When we begin a conflict, we start something that’s fundamentally out of our control. We may believe we’re doing something good or necessary. We may feel temporary relief because we “got that off our chest” after unloading on someone in a most un-Christlike fashion. Nonetheless, what we’ve really done is release primal forces within ourselves and everyone involved that will be extraordinarily difficult to get back under control.

What may begin with a single word, conversation, text, email, or letter can quickly escalate to all-out war. The water of conflict flows out as it wills rather than as we will. There becomes an overwhelming, terrible inevitability to the flow that requires enormous prayer and effort to get back under control.
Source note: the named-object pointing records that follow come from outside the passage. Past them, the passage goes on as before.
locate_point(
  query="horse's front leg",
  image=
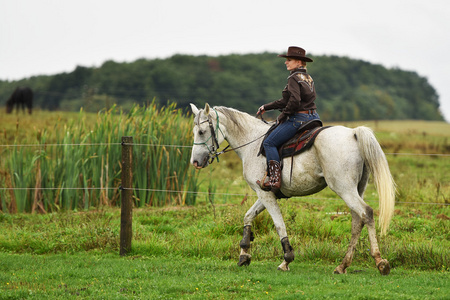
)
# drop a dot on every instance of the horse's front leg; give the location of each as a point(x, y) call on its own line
point(272, 207)
point(247, 236)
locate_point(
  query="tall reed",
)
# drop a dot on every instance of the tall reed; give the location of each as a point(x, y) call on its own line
point(77, 165)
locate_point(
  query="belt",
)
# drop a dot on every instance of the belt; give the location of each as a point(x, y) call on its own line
point(306, 111)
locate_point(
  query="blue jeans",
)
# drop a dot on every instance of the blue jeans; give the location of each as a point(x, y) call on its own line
point(283, 133)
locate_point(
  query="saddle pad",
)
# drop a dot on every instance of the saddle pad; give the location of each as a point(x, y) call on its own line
point(300, 142)
point(303, 139)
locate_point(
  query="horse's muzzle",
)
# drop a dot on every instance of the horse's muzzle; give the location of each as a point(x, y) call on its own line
point(202, 165)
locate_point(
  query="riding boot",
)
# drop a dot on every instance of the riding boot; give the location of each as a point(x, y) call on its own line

The message of Proverbs is simple – if you’re wise, you’ll quit BEFORE you release that conflict. It isn’t worth it! Rather than dump your heart on others in a hurtful and human way that releases the flood of strife, prayerfully consider everything Scripture teaches about self-examination, self-preparation, and humble, Christ-honoring confrontation of sin in others. Get the log out of your own eye first – carefully and intentionally. Commit to glorify God in how you talk to others, no matter what that looks like. Seek good and appropriate times to speak privately with others either alone or with witnesses they’ll trust to help them address the source of conflict. Pray without ceasing for a peaceful resolution.